右側の額から生える、可愛らしく、そして何故か淫蕩な気配を漂わせる黒色の角。
揉めたことで破けたのだろう服から見える、豊満な乳房。
それとは対称的に痩せ細った身体つきが、淫靡さを強調している。
あぁ、なんと美しい……。
「よそ見してんじゃねぇ!」
「っぐぅ?!」
しまった、あまりにも雰囲気に呑まれ過ぎた!
一瞬の浮遊感…そして、飛ばされた先にいた少年に両腕を掴まれる。
「……痛いな」
持ち上げられてしまった。
力を入れてみるも…ふむ。
動かない。
「はは!人殺しの子供を助けるからそうなるんだ!女のくせにな!」
「だから男尊女卑は流行らんと……む、人殺し?」
なにやらきな臭い単語が出てきたが……。
「なんだ、お前。知らずに助けてたのか?」
「こいつはな、親が人殺しなんだよ!」
ゼノと少年たちが一斉にいう。
「…人殺し、ねぇ」
チラッと少女を見る。
ちょうど彼女もこちらを見ていたらしく、目が合うと、脅えたように、すぐに逸らしてしまった。
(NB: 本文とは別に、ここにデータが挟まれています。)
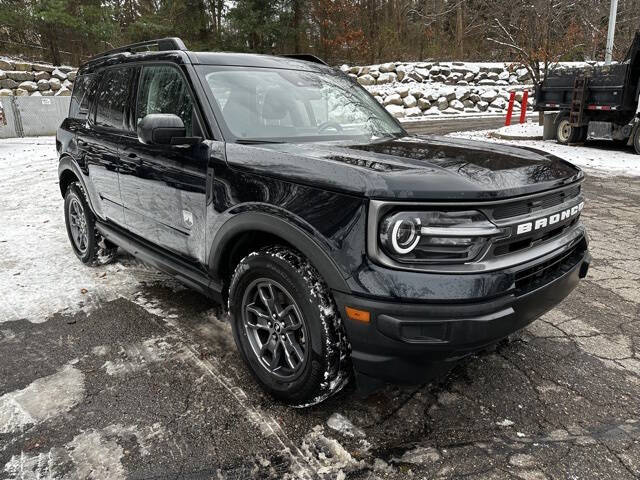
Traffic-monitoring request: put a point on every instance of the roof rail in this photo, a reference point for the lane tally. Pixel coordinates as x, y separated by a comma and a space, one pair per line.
160, 45
307, 57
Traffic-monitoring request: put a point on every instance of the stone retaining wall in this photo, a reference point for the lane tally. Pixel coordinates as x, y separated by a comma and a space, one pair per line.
23, 79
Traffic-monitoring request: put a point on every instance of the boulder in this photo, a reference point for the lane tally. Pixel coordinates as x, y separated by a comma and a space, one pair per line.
43, 85
29, 86
403, 91
22, 66
409, 101
393, 99
412, 112
457, 105
366, 80
59, 74
416, 92
395, 110
387, 67
55, 84
462, 94
386, 78
6, 65
482, 106
19, 76
489, 96
443, 104
63, 92
43, 67
41, 76
8, 83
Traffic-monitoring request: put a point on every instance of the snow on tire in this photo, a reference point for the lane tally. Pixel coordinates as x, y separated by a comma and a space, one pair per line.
267, 283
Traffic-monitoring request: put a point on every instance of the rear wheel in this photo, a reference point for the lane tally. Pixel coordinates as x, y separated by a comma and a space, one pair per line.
286, 326
87, 244
566, 133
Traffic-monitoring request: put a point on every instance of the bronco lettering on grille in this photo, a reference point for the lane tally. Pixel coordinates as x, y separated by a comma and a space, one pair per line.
549, 220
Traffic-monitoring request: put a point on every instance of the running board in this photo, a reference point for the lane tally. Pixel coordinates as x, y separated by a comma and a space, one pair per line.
151, 255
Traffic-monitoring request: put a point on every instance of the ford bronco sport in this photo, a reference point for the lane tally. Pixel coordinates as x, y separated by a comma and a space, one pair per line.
339, 243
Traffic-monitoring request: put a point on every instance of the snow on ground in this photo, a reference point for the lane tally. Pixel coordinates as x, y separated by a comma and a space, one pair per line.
600, 159
31, 210
520, 131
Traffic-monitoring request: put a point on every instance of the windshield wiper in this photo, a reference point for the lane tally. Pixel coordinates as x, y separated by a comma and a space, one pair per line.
255, 141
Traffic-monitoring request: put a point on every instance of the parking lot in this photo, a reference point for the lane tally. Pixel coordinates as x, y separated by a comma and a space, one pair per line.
119, 372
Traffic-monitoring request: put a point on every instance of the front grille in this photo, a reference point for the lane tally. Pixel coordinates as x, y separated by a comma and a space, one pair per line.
525, 207
543, 273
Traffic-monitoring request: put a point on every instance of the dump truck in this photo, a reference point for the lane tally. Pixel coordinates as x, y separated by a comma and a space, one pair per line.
597, 102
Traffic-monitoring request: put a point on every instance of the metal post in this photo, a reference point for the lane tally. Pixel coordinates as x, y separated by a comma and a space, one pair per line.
612, 30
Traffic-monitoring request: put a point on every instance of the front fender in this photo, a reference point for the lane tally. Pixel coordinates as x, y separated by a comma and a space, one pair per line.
291, 229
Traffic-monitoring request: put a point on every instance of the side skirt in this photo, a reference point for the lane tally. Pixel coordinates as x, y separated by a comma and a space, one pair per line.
182, 271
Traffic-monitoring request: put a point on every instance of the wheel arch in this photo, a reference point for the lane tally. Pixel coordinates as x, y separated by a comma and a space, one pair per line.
251, 230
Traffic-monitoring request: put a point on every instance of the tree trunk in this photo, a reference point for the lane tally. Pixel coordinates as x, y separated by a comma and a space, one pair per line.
460, 30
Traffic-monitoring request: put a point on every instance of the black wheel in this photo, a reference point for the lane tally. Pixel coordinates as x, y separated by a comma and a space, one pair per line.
286, 326
87, 244
636, 140
567, 134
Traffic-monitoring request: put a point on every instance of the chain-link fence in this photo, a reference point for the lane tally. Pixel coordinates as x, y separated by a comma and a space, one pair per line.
31, 116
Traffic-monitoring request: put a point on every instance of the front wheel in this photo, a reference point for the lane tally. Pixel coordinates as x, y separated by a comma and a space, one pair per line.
286, 326
87, 244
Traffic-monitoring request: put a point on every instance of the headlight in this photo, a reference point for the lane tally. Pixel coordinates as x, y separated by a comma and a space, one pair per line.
436, 236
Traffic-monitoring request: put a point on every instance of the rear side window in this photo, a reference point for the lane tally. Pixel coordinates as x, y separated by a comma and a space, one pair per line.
113, 98
163, 89
84, 90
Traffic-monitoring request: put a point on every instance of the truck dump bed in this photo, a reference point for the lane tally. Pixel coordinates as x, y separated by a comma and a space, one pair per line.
610, 87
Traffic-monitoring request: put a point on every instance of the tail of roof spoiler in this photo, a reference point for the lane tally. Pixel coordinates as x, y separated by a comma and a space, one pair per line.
307, 57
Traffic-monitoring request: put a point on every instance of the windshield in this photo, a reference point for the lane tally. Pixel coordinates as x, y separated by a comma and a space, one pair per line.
260, 104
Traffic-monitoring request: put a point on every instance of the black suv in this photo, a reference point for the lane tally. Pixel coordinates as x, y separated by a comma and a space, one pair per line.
340, 243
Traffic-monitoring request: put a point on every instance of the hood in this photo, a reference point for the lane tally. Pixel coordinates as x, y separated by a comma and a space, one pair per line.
411, 168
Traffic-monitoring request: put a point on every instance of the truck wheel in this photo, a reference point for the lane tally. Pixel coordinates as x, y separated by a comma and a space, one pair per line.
287, 327
567, 134
87, 244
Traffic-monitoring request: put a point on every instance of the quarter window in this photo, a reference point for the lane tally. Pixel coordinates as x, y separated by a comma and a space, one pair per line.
163, 89
114, 98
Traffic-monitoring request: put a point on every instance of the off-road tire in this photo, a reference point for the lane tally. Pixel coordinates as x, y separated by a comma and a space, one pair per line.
96, 250
325, 370
566, 134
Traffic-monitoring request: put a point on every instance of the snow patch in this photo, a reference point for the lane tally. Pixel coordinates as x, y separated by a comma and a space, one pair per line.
343, 425
45, 398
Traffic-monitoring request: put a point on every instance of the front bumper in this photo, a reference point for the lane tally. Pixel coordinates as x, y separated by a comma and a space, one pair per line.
412, 342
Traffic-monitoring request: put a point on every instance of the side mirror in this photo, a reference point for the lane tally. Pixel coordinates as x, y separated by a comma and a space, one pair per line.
164, 129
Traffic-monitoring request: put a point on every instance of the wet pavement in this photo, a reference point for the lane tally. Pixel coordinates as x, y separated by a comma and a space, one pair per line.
144, 382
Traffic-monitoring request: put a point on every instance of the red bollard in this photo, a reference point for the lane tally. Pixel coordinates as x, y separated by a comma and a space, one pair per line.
512, 98
523, 106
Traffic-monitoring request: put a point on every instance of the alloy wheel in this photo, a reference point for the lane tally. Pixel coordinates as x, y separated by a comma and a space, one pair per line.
275, 327
78, 225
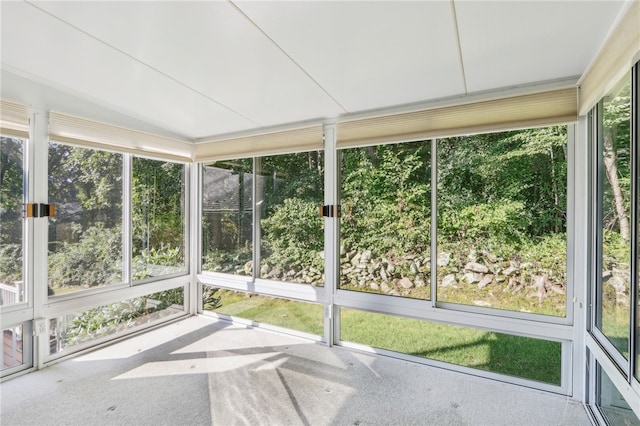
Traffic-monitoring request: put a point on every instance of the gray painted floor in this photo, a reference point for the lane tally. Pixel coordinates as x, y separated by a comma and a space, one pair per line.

感情を見切った感じでは、俺が人殺しの子供である自分を軽蔑するのではないかと思っているようだ。
――そんな風に心を閉ざしているのが。
脅えている様を見るのがおれは厭で。
だから、助けようと思う。
何故なら俺は。
生まれ変わっても”征王”であることに変わりはないのだから―――。
では。
ふむ、そうだな。
それでは、少年たちに俺の疑問をぶつけてみるとしようか。